Cosmic Bose dark matter

TL;DR

This paper proposes that cold and hot dark matter could originate from a Bose-Einstein condensate with two components, and uses cosmological data to test and constrain this bosonic dark matter model.

Contribution

It introduces a novel unified bosonic dark matter framework and tests its viability with current and forecasted cosmological data.

Findings

Bosonic dark matter is consistent with current data in the boson gas scenario.

The boson-antiboson pair scenario may become more relevant with future data.

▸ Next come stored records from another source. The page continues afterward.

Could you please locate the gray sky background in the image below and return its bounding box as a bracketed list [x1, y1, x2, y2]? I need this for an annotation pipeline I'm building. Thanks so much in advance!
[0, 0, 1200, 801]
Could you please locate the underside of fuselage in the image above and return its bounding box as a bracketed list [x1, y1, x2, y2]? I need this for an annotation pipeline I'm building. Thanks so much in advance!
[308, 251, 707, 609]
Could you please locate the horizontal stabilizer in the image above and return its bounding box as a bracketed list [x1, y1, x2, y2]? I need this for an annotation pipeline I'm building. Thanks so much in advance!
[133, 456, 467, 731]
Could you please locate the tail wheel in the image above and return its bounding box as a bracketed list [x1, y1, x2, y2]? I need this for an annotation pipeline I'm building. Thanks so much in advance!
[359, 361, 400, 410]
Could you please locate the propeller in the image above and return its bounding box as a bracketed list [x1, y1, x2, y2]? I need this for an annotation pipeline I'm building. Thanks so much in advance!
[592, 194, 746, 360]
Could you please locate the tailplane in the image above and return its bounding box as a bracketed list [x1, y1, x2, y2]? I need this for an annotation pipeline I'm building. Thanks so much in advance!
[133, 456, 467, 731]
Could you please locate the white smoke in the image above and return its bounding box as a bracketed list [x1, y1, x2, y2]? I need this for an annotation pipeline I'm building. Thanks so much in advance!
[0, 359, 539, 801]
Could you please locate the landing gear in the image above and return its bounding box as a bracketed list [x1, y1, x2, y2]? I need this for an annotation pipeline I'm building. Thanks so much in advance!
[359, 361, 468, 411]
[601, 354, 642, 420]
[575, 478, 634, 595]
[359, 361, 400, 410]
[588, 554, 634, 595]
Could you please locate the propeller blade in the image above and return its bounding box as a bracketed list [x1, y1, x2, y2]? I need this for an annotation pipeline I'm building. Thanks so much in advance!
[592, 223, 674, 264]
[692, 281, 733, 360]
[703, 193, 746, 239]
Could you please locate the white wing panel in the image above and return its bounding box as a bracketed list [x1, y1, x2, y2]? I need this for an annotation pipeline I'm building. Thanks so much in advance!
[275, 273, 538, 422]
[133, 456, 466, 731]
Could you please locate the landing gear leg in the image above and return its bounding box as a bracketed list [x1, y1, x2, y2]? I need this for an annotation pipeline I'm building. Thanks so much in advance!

Critical temperature constraints link hot and cold dark matter properties.

Abstract

Cold and hot dark matter (CDM, HDM) imprint distinctive effects on the cosmological observables, naturally, they are often thought to be made of different kinds of particles. However, we point out that CDM and HDM could share a common origin, a Bose-Einstein condensate emerging with two components. In this framework, the mass and temperature constraints on HDM contain fundamental information of CDM, but also, the critical temperature of condensation shall be larger than the HDM temperature. We discuss two scenarios: a gas made of bosons and a gas made of boson-antiboson pairs. We use some cosmological data surveys to test the idea and constrain the bosonic DM parameters, including a forecast for the Planck mission. We find that the bosonic DM picture is consistent with data in the first scenario, although, the second one might be increasingly interesting for future data surveys.